Deoxyribonuclease, or DNase, is a family of enzymes that break down DNA molecules. These enzymes work by cleaving the chemical bonds within the DNA backbone, resulting in smaller fragments. The body must constantly break down DNA, both from the food we eat and the cells that die within us. This enzymatic activity is necessary for recycling the building blocks of life and for preventing cellular debris from triggering unwanted immune responses.
DNase I: Production for Digestive Processes
The primary production site for Deoxyribonuclease I (DNase I) is the pancreas. Pancreatic tissue synthesizes DNase I as a digestive enzyme and secretes it as a component of pancreatic juice into the small intestine. Its function is breaking down the genetic material consumed in the diet.
This digestive process ensures that long strands of DNA are broken down into individual components called nucleotides. These small, absorbable units are then taken up by the cells lining the small intestine and reused by the body. The salivary glands also produce DNase I, releasing it into the mouth to begin the breakdown of nucleic acids early in the digestive process.
DNase and Immune System Defense
DNase I also functions in the bloodstream and other body fluids, where it plays a role in immunity. It is a major nuclease responsible for the digestion of extracellular nucleoproteins. This cleanup function is important for preventing the accumulation of free-floating DNA that could trigger autoimmune reactions.
Neutrophils, a type of white blood cell, employ Neutrophil Extracellular Traps (NETs) to fight pathogens. Neutrophils release their internal DNA, decorated with antimicrobial proteins, to form a web-like structure that physically traps and kills invading microbes. Once the threat is neutralized, this externalized DNA must be cleared quickly. DNase I is the enzyme responsible for dissolving these NETs, preventing them from persisting in the tissues and causing inflammation or damage.

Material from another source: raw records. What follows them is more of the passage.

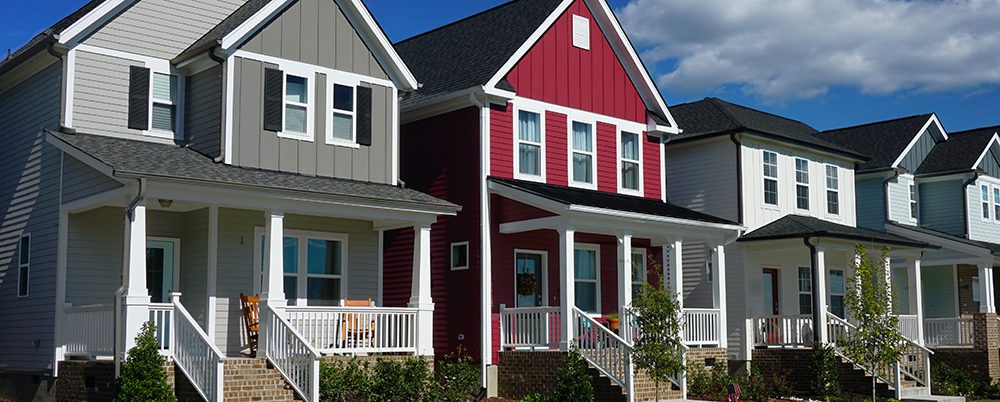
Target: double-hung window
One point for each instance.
(770, 178)
(582, 155)
(529, 145)
(801, 183)
(631, 165)
(832, 190)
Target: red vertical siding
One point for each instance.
(556, 136)
(607, 157)
(555, 71)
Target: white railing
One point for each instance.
(162, 315)
(196, 355)
(701, 326)
(91, 330)
(529, 327)
(356, 329)
(607, 352)
(291, 354)
(948, 332)
(783, 330)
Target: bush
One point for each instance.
(143, 377)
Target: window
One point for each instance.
(586, 278)
(583, 160)
(581, 32)
(801, 183)
(805, 290)
(163, 113)
(23, 265)
(296, 109)
(631, 167)
(770, 178)
(459, 256)
(832, 190)
(342, 126)
(529, 144)
(837, 292)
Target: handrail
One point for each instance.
(292, 355)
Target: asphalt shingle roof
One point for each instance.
(884, 140)
(714, 116)
(959, 153)
(470, 51)
(148, 159)
(599, 199)
(797, 226)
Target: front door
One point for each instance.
(161, 267)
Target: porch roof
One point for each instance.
(125, 158)
(797, 226)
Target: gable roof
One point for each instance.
(713, 116)
(962, 151)
(886, 141)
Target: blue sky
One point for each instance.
(829, 63)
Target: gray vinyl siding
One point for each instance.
(316, 32)
(29, 198)
(162, 28)
(80, 180)
(100, 103)
(941, 206)
(203, 112)
(871, 202)
(702, 177)
(256, 148)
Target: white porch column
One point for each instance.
(819, 296)
(719, 272)
(136, 297)
(567, 296)
(420, 292)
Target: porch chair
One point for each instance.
(251, 320)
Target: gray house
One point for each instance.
(164, 157)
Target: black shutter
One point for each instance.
(273, 102)
(138, 98)
(364, 111)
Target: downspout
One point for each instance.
(965, 201)
(129, 213)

Managing DNA Inside the Cell
Deoxyribonuclease II (DNase II) is produced ubiquitously across the body for managing genetic material inside cells. This enzyme is primarily found within lysosomes, the cell’s specialized compartments for breaking down waste. DNase II operates optimally in the acidic environment characteristic of these cellular recycling centers.

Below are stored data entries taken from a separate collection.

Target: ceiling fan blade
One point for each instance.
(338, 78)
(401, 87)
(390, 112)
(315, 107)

Its main role is to break down the cell’s own DNA from cells that have died through programmed cell death, a process called apoptosis. When a cell dies, it is engulfed by a neighboring cell or a specialized phagocyte. The apoptotic cell’s nucleus is delivered to the lysosome of the engulfing cell, where DNase II breaks down this DNA, ensuring the genetic material is recycled.
When DNase Activity Goes Wrong
A deficiency or overactivity of DNase can have health consequences. When DNase activity is insufficient, the body fails to properly clear self-DNA, which can contribute to autoimmune conditions. For example, a failure to clear the DNA from dying cells or dissolved NETs can lead to the accumulation of circulating chromatin.
This uncleared self-DNA can trigger the production of autoantibodies, a characteristic feature of Systemic Lupus Erythematosus (SLE). The accumulation of extracellular DNA in the airways of patients with Cystic Fibrosis (CF) creates the thick, sticky mucus that characterizes the disease. In these cases, a recombinant form of human DNase I is used therapeutically, inhaled as a mist to break down the accumulated DNA and thin the mucus.